Dennis: What Girish has done is very special. Everything that you see here did not exist 14 years ago. He was in a secure job and was one of the highest paid employees at Zoho; was clearly doing well; left all of that. Coming from Silicon Valley, that was inspirational. Someone had that courage to leave a secure job based on a vision; bring a number of friends with him and many of them are here in senior roles. For me, this is irreplaceable. For employees, they were really pleased to here that Girish is not going anywhere and he has more time to focus on what he cares about deeply and he knows. I don’t have 25 years of building customer support software that Girish does. We get the benefit of getting all his time on where AI is going rather than all the issues, including people, legal and investors, that CEO had to deal with.

Q

BL: What’s Freshworks’ AI vision?

Girish: Our AI roadmap includes three pillars of Freddy Self Service, Freddy Co-pilot, and Freddy Insights. Fully autonomous systems are coming in enterprise software workflows. Level one customer service, customer feedback, outbound sales prospecting are a few examples. Wherever knowledge is definitive, processes are well documented, and today humans are being employed to do it, AI can be deployed to do the job. In the business world, AI is also going to make us all much more productive and get things done by just typing in a conversational prompt. The third aspect is around insights. Leaders are going to be taking decisions in a more real-time manner breaking the artefacts of quarterly or annual reporting cycles.

Q

BL: What’s your inorganic strategy?

Dennis: 18 months ago, we partnered with Device42 and started bringing the product to our sales situations. When a customer has a mix of assets in both the online and offline world and needed something more than our IT service management product Freshservice, then we co-sold Device42 to them on such deals. Then a natural discussion of acquisition followed. Going forward, there are a lot of areas in IT and support and AI where there are companies ahead on the roadmap and we will always be on the look-out for such companies.

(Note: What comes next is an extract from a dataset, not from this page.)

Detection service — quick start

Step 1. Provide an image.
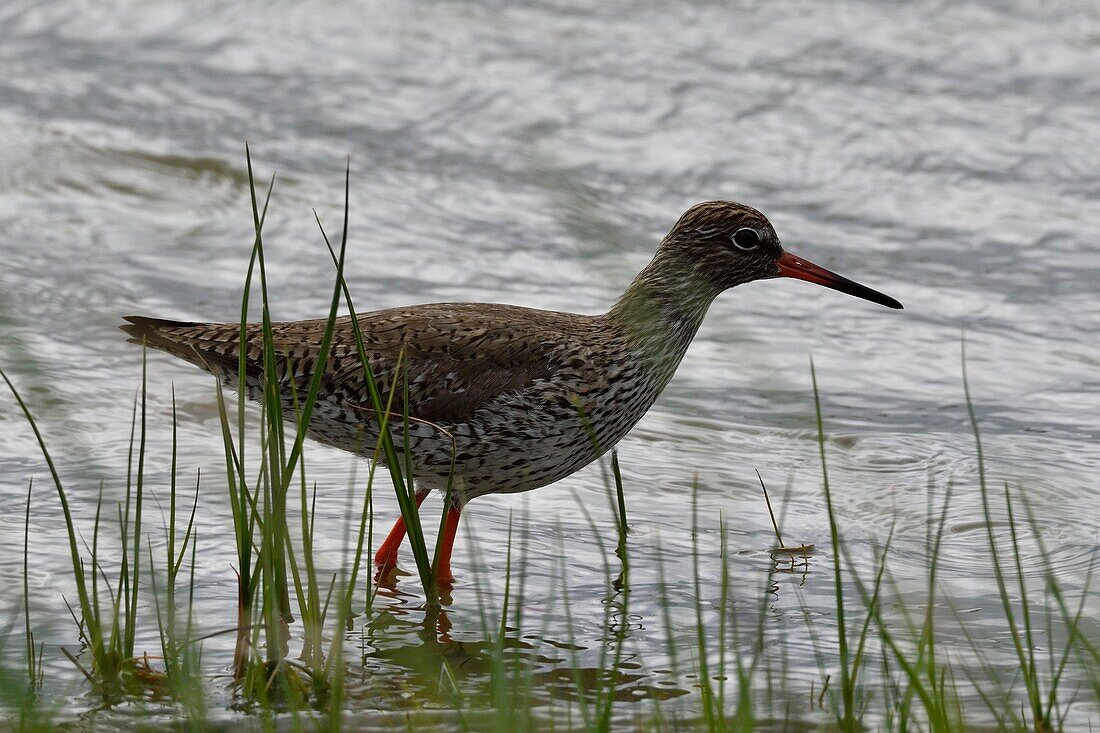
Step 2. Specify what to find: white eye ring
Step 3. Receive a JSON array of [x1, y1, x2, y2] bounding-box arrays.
[[729, 227, 760, 250]]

Our big balance sheet and cash is to our advantage.

Q

BL: Do you think it’s tough for a product leader to be the CEO of a public company?

Girish: I am a fan of a product founder leading the start-up and that’s what I prefer in my own investments. But the problem is that, being a public company, CEO requires a lot of time commitment on activities like preparation for investor calls, interpreting the numbers, attending investor conferences, etc. That, for me, is time taken away from product vision.